Sebastopol, CA--The writers of C# 3.0 in a Nutshell (O'Reilly, $49.99)-- brothers Joseph and Ben Albahari--get right to the point in their concise and thoroughly updated reference to C# 3.0 programming as implemented in Microsoft's Visual Studio 2008. In this new edition, they focus on language syntax and usage essentials--as well as the parts of the .NET base class libraries needed to build working applications. But unlike earlier editions, the third edition is now organized entirely around concepts and use cases, making it easier to read and understand.
C# 3.0 introduces the most significant enhancements yet to the programming language. And C# 3.0 in a Nutshell dives into the subject while assuming minimal prior knowledge of C#--making the content accessible to anyone with a reasonable background in programming.
"If you're already familiar with C# 2.0, you'll find more than a hundred pages dedicated to LINQ and other new C# 3.0 features," the authors say. "In addition, many other chapters are designed to lift your existing knowledge of C# and the core Framework."
Indeed, C# 3.0 in a Nutshell provides a succinct and easy-to-follow map
of C# 3.0 knowledge:
- The opening chapters concentrate purely on C#, starting with the basics of syntax, types, and variables, and finishing with advanced topics such as unsafe code and preprocessor directives.
- Later chapters cover the core .NET 3.5 Framework, including such topics as LINQ, XML, collections, I/O and networking, memory management, reflection, attributes, security, threading, application domains, and native interoperability.
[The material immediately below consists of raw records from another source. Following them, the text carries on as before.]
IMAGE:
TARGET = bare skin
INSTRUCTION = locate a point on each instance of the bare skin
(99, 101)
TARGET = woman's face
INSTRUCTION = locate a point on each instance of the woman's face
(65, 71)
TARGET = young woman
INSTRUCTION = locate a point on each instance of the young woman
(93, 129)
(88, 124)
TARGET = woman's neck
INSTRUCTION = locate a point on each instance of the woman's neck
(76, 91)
Designed as a handbook for daily use, C# 3.0 in a Nutshell makes an ideal companion to any of the vast array of books that focus on an applied technology such as WPF, ASP.NET, or WCF. The areas of the language and .NET Framework that such books omit are covered here in detail.
Joseph Albahari is a core C# design architect at Egton Software Services, and he has been developing large-scale enterprise applications on .NET and other platforms for more than 15 years.
Ben Albahari is a former program manager at Microsoft, and he has worked on three .NET teams, including ADO.NET and the .NET Compact Framework.
O’Reilly Media spreads the knowledge of innovators through its books, online services, magazines, and conferences. Since 1978, O’Reilly Media has been a chronicler and catalyst of cutting-edge development, homing in on the technology trends that really matter and spurring their adoption by amplifying “faint signals” from the alpha geeks who are creating the future. An active participant in the technology community, the company has a long history of advocacy, meme-making, and evangelism.